—¡Hijo mio! esclamó don Sebastian. ¡Ah, tú eres Roberto!, ¿no es verdad? ¡Tú eres Robertito, aquel a quien, hace veinte años, llevé en mis brazos abordo de la fragata Bacon, viejo cascaron que por nada no dió en los abismos con su cargamento, incluso la familia de mi amigo Greene! Esta es Ana, la adivino. ¡Qué linda niña, qué mona! dijo abrazándola, i luego mirando a todos lados, añadió.—¡Pero Luisa! ¿Adónde está Luisa?

Esta salia apresurada en ese instante de su aposento i se echaba en los brazos de don Sebastian, quien, despues de estrecharla, se quedó mirándola, i esclamó:

—¡Pero niña, que bella eres! ¿Sabes que eres mas hermosa que la otra? Haces honor a Lambayeque, donde viste la luz. ¿Mas, me parece que has llorado? ¿Por qué mi linda Luisa, que tienes, dí?
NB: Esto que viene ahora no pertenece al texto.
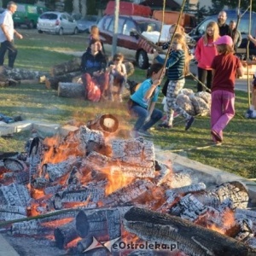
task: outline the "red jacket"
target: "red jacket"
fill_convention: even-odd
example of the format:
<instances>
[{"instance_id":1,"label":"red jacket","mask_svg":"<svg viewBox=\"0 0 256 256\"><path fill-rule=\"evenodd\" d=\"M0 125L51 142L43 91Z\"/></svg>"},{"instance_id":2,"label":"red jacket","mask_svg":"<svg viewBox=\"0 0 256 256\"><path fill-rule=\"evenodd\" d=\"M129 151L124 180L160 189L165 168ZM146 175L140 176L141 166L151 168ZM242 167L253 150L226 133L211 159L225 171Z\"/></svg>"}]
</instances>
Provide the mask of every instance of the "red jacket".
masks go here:
<instances>
[{"instance_id":1,"label":"red jacket","mask_svg":"<svg viewBox=\"0 0 256 256\"><path fill-rule=\"evenodd\" d=\"M212 60L216 55L218 55L218 51L212 39L208 38L208 44L206 44L203 38L201 38L195 50L195 58L198 61L197 66L203 69L211 70Z\"/></svg>"}]
</instances>

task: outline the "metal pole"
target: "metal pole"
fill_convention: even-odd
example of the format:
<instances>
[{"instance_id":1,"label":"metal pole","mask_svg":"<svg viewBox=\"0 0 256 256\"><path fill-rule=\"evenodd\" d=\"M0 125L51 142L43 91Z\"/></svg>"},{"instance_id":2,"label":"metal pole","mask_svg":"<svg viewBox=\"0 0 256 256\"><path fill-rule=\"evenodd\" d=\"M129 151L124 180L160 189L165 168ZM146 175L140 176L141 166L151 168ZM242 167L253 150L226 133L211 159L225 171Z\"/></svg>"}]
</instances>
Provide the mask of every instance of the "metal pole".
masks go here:
<instances>
[{"instance_id":1,"label":"metal pole","mask_svg":"<svg viewBox=\"0 0 256 256\"><path fill-rule=\"evenodd\" d=\"M115 0L114 17L113 17L113 33L112 39L112 55L116 54L118 31L119 31L119 0Z\"/></svg>"}]
</instances>

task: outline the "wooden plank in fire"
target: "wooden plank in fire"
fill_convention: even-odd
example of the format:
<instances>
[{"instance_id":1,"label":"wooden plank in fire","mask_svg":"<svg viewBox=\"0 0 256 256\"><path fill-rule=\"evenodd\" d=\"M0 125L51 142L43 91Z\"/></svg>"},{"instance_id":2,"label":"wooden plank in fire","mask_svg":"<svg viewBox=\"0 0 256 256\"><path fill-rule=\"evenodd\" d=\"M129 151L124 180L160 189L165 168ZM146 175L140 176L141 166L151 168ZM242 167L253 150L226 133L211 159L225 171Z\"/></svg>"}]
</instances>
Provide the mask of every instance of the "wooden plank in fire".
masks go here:
<instances>
[{"instance_id":1,"label":"wooden plank in fire","mask_svg":"<svg viewBox=\"0 0 256 256\"><path fill-rule=\"evenodd\" d=\"M113 160L131 166L152 167L154 166L154 147L152 142L142 137L129 140L114 140L112 143Z\"/></svg>"},{"instance_id":2,"label":"wooden plank in fire","mask_svg":"<svg viewBox=\"0 0 256 256\"><path fill-rule=\"evenodd\" d=\"M63 249L70 241L79 237L75 219L57 227L54 231L54 235L56 247Z\"/></svg>"},{"instance_id":3,"label":"wooden plank in fire","mask_svg":"<svg viewBox=\"0 0 256 256\"><path fill-rule=\"evenodd\" d=\"M118 208L98 209L90 212L80 211L75 222L78 234L82 238L92 236L111 240L121 236L121 220Z\"/></svg>"},{"instance_id":4,"label":"wooden plank in fire","mask_svg":"<svg viewBox=\"0 0 256 256\"><path fill-rule=\"evenodd\" d=\"M103 199L105 195L105 189L101 187L88 187L78 190L64 190L56 193L53 198L55 209L63 208L65 203L75 204L78 202L98 202ZM88 202L89 204L89 202Z\"/></svg>"},{"instance_id":5,"label":"wooden plank in fire","mask_svg":"<svg viewBox=\"0 0 256 256\"><path fill-rule=\"evenodd\" d=\"M66 160L56 164L44 164L43 168L44 169L45 173L49 174L49 180L52 182L70 172L73 167L79 165L80 162L80 157L70 156Z\"/></svg>"},{"instance_id":6,"label":"wooden plank in fire","mask_svg":"<svg viewBox=\"0 0 256 256\"><path fill-rule=\"evenodd\" d=\"M0 204L7 206L26 207L31 201L26 186L11 183L0 187Z\"/></svg>"},{"instance_id":7,"label":"wooden plank in fire","mask_svg":"<svg viewBox=\"0 0 256 256\"><path fill-rule=\"evenodd\" d=\"M178 242L189 255L253 255L244 243L181 218L133 207L124 218L125 230L146 241L164 244ZM250 254L252 253L252 254Z\"/></svg>"},{"instance_id":8,"label":"wooden plank in fire","mask_svg":"<svg viewBox=\"0 0 256 256\"><path fill-rule=\"evenodd\" d=\"M154 183L148 180L137 179L106 196L102 200L102 203L107 207L124 206L142 195L148 189L151 189L154 186Z\"/></svg>"}]
</instances>

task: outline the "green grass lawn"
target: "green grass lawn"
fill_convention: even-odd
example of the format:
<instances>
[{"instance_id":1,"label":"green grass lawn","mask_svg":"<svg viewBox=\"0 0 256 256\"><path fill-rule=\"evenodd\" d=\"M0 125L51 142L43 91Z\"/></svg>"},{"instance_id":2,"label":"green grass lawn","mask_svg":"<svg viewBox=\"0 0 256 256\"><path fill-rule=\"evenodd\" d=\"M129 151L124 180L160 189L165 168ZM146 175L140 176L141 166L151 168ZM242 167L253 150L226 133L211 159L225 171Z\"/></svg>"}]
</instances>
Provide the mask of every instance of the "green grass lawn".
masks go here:
<instances>
[{"instance_id":1,"label":"green grass lawn","mask_svg":"<svg viewBox=\"0 0 256 256\"><path fill-rule=\"evenodd\" d=\"M71 38L67 38L71 37ZM49 68L72 59L62 51L84 50L84 34L77 36L37 34L16 42L19 55L15 66L22 68L49 71ZM138 82L145 79L145 71L136 69L130 78ZM186 88L195 90L195 82L186 79ZM184 121L177 118L172 130L153 130L154 143L163 150L186 156L203 164L236 173L246 177L256 177L255 119L244 118L247 108L247 93L236 91L236 116L224 130L222 146L213 146L210 136L209 117L196 117L195 124L184 131ZM128 95L126 96L128 97ZM75 120L81 124L96 113L113 113L119 120L119 135L127 137L134 119L127 113L125 101L122 104L113 102L90 102L80 99L61 98L55 90L44 84L20 84L0 88L0 113L9 116L21 113L26 119L67 124ZM160 104L161 99L158 104ZM15 134L12 137L0 137L0 151L24 151L29 132Z\"/></svg>"}]
</instances>

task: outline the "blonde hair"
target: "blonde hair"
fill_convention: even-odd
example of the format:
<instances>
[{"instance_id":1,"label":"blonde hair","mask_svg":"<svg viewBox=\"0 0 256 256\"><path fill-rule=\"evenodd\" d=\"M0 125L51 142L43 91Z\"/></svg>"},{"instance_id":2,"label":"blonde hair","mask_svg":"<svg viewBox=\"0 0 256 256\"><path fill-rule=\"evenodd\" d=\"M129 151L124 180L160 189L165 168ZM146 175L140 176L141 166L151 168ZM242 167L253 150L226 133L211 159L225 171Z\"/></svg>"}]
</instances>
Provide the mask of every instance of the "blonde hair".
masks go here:
<instances>
[{"instance_id":1,"label":"blonde hair","mask_svg":"<svg viewBox=\"0 0 256 256\"><path fill-rule=\"evenodd\" d=\"M208 44L207 28L209 28L209 27L213 29L213 36L212 36L213 42L216 41L219 38L219 30L218 30L218 23L215 21L210 21L207 24L205 34L203 35L203 41L206 44Z\"/></svg>"},{"instance_id":2,"label":"blonde hair","mask_svg":"<svg viewBox=\"0 0 256 256\"><path fill-rule=\"evenodd\" d=\"M173 36L173 41L174 40L182 45L182 49L184 51L185 54L184 75L186 75L189 73L190 58L189 58L189 54L188 45L186 43L185 37L183 34L175 33L175 35Z\"/></svg>"},{"instance_id":3,"label":"blonde hair","mask_svg":"<svg viewBox=\"0 0 256 256\"><path fill-rule=\"evenodd\" d=\"M90 26L90 34L92 38L100 39L100 31L99 31L99 28L96 25L93 25Z\"/></svg>"}]
</instances>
—He estado contrariada, respondió ella. Esperaba hallar aquí a mi madre. ¡Deseo tanto estrecharla a mi corazon!...

—Tienes tiempo, hija mia. Entre tanto, consuélate con tu novio. Tu padre, al recomendarme a este afortunado señor don Pedro, que está de cuerpo presente, me decia que iba a ser tu marido al volver a Inglaterra. Lo que es tu pobre madre, no ha podido venir a esperarte, porque tiene una parálisis, que segun tu futuro, le impidió hacer el viaje, aunque lo mismo da para un paralítico que lo echen a su aposento que en un barco. ¡Tú la recordarás talvez mi bella Luisa!

—No la recordaba ántes de llegar aquí, contestó esta; solo hacia vagas reminiscencias de mi nodriza, i acabo ahora de comprender que la que yo recordaba como en sueños era mi madre, mi querida madre...

—En realidad, ella te crió a sus pechos, dijo el viejo conmovido. ¡Qué hermosa era en aquellos tiempos la buena Rosalia!... ¡Vamos, todo se acaba!...

—¿Mucho tiempo hace, le preguntó Roberto, que usted no la vé?

—¡Toma! Si voi todos los meses al injenio. ¿Por que me ves viejo, crees que no puedo viajar a Lambayeque? ¡Quién no puede viajar desde que los ingleses han traido a estos mundos esa infernal invencion de los vapores! Hoi todo se hace por vapor, i cuando tu veas el que mueve el injenio de azúcar, te has de quedar estupefacto.